Abstract
Commuting time shapes workers’ daily lives and job opportunities for job seekers. Recent policy debates in the context of the German welfare system included the proposal to tighten requirements regarding commuting time subject to the threat of benefit reductions. While commuting imposes time costs, monetary costs, and stress, these burdens are unevenly distributed across social groups, particularly by gender, parenthood, and income. Existing evidence suggests that women are less willing than men to accept long commutes, which may contribute to persistent gender wage differences; however, prior work has not examined whether the disutility of commuting increases non-linearly with commute time.

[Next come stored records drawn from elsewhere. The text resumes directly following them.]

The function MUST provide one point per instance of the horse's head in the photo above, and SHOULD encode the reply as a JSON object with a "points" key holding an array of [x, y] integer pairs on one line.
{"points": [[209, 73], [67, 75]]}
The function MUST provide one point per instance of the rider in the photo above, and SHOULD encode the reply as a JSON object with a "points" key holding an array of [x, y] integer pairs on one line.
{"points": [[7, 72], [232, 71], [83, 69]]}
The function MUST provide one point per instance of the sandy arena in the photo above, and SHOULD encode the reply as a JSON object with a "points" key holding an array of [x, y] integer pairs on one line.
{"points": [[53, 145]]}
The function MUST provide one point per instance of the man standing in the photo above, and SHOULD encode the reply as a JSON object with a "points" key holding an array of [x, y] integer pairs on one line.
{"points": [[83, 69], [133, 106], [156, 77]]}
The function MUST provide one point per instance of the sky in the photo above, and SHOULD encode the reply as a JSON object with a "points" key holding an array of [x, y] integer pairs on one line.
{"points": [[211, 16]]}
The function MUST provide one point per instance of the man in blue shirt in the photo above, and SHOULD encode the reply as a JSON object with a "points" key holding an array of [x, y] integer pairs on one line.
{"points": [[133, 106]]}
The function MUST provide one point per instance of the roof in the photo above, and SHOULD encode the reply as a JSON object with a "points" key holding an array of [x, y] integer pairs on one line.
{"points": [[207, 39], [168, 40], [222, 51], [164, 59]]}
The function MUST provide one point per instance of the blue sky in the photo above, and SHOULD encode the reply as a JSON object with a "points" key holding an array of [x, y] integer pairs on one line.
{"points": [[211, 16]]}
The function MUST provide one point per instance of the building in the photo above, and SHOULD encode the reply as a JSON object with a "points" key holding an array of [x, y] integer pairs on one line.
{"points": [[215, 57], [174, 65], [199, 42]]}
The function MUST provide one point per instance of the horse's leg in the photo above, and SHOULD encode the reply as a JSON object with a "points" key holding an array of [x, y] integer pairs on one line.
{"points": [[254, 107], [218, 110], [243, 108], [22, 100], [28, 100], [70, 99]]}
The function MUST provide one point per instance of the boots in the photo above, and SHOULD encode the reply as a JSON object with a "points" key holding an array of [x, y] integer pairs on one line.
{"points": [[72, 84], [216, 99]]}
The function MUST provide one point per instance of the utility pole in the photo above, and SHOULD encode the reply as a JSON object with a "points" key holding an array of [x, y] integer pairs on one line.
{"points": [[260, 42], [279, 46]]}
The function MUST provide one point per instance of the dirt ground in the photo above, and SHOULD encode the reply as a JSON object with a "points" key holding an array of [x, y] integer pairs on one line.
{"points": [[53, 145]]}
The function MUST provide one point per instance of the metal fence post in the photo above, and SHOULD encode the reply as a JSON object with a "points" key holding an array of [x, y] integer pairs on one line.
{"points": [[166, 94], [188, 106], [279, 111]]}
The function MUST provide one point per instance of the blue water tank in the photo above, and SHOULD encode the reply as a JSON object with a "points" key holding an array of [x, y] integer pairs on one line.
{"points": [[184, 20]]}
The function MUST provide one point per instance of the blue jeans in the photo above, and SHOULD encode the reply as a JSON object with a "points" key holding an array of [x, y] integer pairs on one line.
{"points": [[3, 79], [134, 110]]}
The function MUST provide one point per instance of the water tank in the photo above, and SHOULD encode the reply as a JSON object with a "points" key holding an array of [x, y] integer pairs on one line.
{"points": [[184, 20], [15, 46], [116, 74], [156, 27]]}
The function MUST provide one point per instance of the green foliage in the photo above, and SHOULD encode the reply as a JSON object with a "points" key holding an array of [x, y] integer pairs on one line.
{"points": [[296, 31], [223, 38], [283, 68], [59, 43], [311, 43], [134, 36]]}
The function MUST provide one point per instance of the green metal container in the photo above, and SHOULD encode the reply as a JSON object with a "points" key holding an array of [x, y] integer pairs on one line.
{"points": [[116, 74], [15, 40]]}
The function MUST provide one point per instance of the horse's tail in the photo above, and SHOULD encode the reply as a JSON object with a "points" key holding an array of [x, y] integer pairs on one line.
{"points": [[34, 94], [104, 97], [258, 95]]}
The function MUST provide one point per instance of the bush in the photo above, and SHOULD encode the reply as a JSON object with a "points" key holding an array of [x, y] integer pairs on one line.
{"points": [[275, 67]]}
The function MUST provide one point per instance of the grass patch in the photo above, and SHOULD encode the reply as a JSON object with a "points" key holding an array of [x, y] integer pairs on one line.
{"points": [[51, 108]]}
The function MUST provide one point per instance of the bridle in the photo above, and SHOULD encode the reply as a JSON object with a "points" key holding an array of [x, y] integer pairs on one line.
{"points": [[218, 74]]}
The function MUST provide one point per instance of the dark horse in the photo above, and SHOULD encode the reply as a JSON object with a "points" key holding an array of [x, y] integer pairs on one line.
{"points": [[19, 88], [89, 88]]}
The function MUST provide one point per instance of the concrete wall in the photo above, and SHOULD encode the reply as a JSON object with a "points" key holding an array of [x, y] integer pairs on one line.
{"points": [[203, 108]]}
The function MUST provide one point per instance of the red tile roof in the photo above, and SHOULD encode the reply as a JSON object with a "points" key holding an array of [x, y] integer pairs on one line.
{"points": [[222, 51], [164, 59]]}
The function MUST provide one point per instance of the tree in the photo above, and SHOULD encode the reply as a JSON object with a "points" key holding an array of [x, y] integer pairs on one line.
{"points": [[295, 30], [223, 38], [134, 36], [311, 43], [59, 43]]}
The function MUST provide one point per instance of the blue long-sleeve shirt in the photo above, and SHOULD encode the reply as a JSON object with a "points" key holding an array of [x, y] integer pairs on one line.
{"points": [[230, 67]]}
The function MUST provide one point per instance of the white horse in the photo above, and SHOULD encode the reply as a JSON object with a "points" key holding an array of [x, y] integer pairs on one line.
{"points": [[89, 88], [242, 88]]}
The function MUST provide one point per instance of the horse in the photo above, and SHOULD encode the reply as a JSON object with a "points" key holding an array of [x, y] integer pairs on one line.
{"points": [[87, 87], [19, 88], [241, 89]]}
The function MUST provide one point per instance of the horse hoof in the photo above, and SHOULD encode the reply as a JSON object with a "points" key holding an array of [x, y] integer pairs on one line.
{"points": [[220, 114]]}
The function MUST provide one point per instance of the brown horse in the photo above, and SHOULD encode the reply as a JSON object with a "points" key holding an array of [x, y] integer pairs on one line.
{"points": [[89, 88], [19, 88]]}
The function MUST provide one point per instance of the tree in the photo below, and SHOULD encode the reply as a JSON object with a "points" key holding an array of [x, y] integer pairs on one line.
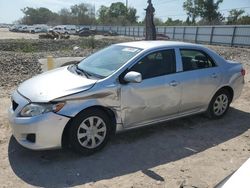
{"points": [[192, 9], [207, 10], [65, 16], [37, 16], [117, 14], [234, 16], [103, 13], [131, 15], [82, 14]]}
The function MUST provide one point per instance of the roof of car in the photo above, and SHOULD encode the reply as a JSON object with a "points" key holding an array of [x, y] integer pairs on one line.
{"points": [[153, 44]]}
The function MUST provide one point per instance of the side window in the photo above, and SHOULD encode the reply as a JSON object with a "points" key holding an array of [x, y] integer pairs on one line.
{"points": [[156, 64], [195, 59]]}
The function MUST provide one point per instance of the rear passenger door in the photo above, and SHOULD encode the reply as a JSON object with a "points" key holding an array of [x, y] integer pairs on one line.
{"points": [[199, 79]]}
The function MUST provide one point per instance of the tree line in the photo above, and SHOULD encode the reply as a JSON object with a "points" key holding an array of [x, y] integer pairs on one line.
{"points": [[199, 12]]}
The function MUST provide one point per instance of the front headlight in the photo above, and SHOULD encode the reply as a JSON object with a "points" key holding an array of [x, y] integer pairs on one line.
{"points": [[35, 109]]}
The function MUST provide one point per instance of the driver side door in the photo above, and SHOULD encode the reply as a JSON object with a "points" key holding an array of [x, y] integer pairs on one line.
{"points": [[159, 93]]}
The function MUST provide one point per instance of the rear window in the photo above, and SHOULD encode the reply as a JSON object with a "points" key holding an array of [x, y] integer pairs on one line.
{"points": [[195, 59]]}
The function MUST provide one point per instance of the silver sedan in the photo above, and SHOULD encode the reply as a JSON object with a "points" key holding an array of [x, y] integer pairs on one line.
{"points": [[123, 86]]}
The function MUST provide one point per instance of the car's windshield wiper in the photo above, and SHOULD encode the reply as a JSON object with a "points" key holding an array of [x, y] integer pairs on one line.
{"points": [[79, 70]]}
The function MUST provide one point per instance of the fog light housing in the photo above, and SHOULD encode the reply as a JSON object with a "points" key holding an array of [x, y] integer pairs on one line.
{"points": [[31, 138]]}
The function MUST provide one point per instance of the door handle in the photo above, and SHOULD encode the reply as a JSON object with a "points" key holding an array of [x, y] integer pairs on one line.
{"points": [[214, 75], [173, 83]]}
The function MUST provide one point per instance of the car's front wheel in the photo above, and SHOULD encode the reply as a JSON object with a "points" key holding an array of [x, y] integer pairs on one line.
{"points": [[89, 131], [219, 104]]}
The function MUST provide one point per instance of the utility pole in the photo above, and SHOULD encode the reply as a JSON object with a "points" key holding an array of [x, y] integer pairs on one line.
{"points": [[149, 21]]}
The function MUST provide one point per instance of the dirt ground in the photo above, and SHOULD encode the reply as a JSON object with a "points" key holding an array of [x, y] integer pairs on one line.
{"points": [[189, 152]]}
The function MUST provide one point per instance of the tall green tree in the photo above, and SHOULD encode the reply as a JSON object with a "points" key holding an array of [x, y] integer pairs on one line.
{"points": [[82, 14], [207, 10], [117, 14], [37, 16], [192, 8], [234, 16]]}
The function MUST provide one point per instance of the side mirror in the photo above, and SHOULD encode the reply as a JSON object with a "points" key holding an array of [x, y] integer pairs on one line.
{"points": [[133, 77]]}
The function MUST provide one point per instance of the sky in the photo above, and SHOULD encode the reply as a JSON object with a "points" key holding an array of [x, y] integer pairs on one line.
{"points": [[10, 10]]}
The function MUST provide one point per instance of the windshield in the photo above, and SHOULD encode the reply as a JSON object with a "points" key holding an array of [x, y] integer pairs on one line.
{"points": [[107, 61]]}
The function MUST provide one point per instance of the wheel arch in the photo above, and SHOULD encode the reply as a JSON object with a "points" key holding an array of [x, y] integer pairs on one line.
{"points": [[109, 112], [229, 89]]}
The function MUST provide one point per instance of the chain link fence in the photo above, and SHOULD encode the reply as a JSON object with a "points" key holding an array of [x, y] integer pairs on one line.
{"points": [[221, 35]]}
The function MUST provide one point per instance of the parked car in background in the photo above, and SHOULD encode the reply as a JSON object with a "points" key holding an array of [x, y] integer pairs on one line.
{"points": [[60, 29], [39, 29], [124, 86], [85, 32], [15, 28], [110, 33]]}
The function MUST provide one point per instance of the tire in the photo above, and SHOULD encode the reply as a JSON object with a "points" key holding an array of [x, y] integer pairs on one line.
{"points": [[90, 131], [219, 104]]}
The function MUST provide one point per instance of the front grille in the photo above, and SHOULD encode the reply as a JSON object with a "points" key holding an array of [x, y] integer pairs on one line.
{"points": [[14, 105]]}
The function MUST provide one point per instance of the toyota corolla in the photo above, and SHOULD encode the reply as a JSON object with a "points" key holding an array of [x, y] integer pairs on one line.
{"points": [[121, 87]]}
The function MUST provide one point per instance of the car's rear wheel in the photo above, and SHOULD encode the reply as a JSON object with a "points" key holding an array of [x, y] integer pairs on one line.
{"points": [[90, 131], [219, 104]]}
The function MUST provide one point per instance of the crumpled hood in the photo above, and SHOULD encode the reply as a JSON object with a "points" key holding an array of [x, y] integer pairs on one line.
{"points": [[54, 84]]}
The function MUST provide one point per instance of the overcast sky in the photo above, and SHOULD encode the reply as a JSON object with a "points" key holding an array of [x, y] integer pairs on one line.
{"points": [[10, 10]]}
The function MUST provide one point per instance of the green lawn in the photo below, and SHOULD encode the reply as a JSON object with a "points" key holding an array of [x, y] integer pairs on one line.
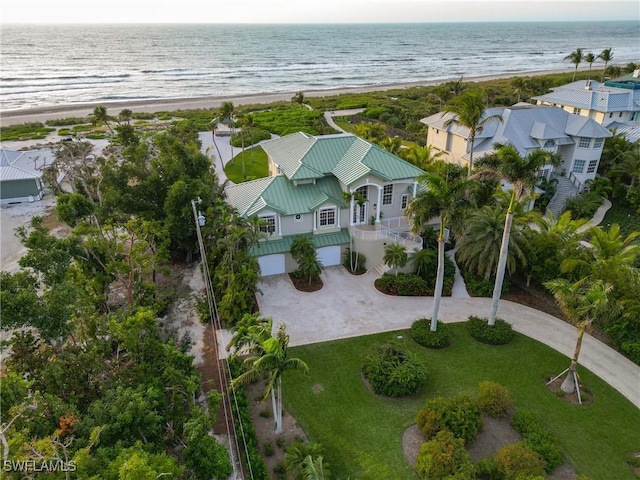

This project estimates the willingness to pay (WTP) to avoid additional commuting time and tests whether WTP exhibits convexity (i.e., over-proportional increases in disutility at higher baseline commute durations). To this end, we implement a vignette-based stated-choice survey experiment within the IAB-OPAL survey (https://www.iab-opal.de), the IAB’s high-frequency online panel “Arbeiten und Leben in Deutschland”. IAB-OPAL repeatedly surveys the German working-age population several times per year and can field topical modules quickly. Using IAB-OPAL, we target two groups: unemployed job seekers, mainly those who receive welfare benefits, and employed individuals. Respondents repeatedly choose between hypothetical job offers that trade off net income and commuting time (and the additional job attributes contract type and mobility support). We estimate preference parameters using conditional logit models, derive WTP for reduced commuting, and compare alternative model specifications to detect non-linearities.